Cangrejos rojos

Aterrizamos en el otro lado del mar. Un caparazón de  nubes grises nos reciben. Sobre los acantilados donde está el pequeño cementerio que huele a algas marinas, grupos de gaviotas hacen círculos interminables sobre los desnudos  peñascales que caen hacia la playa. En esa arena corretea media infancia y entre sus guijarros, escondidos en las pequeñas y angostas cuevas de los cangrejos rojos, aún deben estar escondidos algunos sueños y los primeros fantasmas que habrían de perseguirme después toda la vida.

 

A lo lejos, desde la parte vieja del camposanto, siento venir la  esencia de madre. Ella, cuando me presiente, mucho antes de que tan siquiera me acerque a las tapias, comienza a tararear  unas estrofas para confundir mi ánimo de espíritu. Su canción habla de ternura escondida en su corazón y como estará allí siempre para esperarme.

Me habla, casi de sopetón, de la Julia, la muchacha enterrada a su lado y que un buen día un gañán cosió a puñaladas.

 

Julia era una joven prostituta a quien el único hombre que tuvo de verdad y la marcó hasta lo más profundo de las entrañas, un mal día le arrebató  la sangre. Llegó al cementerio rota, hecha pedazos, y madre con mucha paciencia, usando   hierbas medicinales de los campos vecinos y los pocos conocimientos de anatomía que aprendió en la gran guerra, fue reconstruyéndola de nuevo. A hora  Julia vuelve a cimbrear su cuerpo por entre los nichos, y más de un muerto se desespera por sus huesos.
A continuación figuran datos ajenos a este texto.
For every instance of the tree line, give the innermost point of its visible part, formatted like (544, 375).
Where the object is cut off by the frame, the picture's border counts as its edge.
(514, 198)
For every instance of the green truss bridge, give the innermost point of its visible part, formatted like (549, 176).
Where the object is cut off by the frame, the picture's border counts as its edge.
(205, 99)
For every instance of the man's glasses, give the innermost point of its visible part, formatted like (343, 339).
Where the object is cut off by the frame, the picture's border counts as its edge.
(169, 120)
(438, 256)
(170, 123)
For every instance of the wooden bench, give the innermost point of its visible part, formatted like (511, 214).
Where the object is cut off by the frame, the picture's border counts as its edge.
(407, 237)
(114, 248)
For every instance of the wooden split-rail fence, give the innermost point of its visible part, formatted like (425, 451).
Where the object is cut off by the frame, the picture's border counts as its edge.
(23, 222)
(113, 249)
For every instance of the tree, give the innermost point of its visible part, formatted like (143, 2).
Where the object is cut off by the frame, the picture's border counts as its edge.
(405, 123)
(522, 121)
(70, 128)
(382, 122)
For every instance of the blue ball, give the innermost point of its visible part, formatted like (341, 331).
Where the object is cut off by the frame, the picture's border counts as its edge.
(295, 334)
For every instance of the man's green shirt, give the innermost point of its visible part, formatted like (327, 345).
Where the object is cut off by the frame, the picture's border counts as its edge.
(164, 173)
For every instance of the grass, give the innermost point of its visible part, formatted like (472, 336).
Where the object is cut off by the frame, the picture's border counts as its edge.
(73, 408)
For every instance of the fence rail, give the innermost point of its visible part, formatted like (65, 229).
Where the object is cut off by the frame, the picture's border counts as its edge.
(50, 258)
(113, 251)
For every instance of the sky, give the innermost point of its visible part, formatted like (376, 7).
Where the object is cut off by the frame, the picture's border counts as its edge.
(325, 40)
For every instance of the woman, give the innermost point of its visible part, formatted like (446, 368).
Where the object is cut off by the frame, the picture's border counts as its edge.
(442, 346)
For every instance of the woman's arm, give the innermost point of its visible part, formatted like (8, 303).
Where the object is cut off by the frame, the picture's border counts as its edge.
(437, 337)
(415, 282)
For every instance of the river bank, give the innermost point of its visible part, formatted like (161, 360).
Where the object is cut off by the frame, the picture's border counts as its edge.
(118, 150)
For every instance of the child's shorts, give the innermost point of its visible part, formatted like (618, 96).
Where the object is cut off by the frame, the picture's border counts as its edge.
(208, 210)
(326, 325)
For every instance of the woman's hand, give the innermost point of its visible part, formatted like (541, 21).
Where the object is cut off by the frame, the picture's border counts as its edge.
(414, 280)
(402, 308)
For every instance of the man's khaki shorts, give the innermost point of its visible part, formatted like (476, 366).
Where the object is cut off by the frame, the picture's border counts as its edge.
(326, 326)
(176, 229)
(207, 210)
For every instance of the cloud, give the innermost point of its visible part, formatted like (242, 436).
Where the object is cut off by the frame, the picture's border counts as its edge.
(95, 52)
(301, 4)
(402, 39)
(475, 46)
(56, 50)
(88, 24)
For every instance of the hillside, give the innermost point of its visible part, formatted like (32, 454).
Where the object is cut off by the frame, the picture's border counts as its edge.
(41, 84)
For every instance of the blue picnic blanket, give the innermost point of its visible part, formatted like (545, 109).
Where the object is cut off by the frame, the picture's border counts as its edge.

Tiene un amor silencioso, un general prusiano muerto en duelo de honor, que solamente atina a mirarla y a lanzar suspiros tan profundos y hondos como si los surcos de la tierra temblaran de querencia.

-Pobrecito el hombre, comenta madre. Demasiada edad para la muchacha, pero no puede controlar su corazón y éste se le sale del cuerpo nada más verla. Ella está sola y golpeada, pensando siempre en aquel canalla que la encerró en esta parte de las sombras, pero el anciano general, solísimo. Jamás he visto que viniera a verlo nadie.

 

Al principio, hace de esto mucho tiempo, una señora de mediana edad solía traer un ramo de rosas blancas y la colocaba sin decir palabra sobre la losa. Un día dejó de venir y las últimas flores terminaron ellas también convertidas en polvo.

- El amor, madre, es una fruta que jamás está madura.

 Le digo que el general es de su misma edad y le puede ayudar a calentar la tumba, pero enseguida me corta: “El hombre es posible que necesite otro cuerpo para calentarse, pero a la mujer le sobra con sus recuerdos. Yo he tenido muchos y llenan todas mis horas de soledad. Por otra parte, ya no soportaría otros sudores que no fueran los míos”.

 

Abro un sobre y saco un libro: “Toma, estoy pagando una deuda contigo”.

Lo toma entre sus manos huesudas con venas interminables de un azul intenso. Lo mira despacio, lo acerca al rostro; sus ojos, ya cansinos, posan sobre él la poca luz que aún les queda. “¿Esta soy yo”, dice asombrada. Sí, madre. “Mucho he cambiado”. Creo que no tanto, pues para mí sigue siendo preciosa.

“Adulador”, expresa,  mientras aprieta  las pequeñas hojas contra su regazo.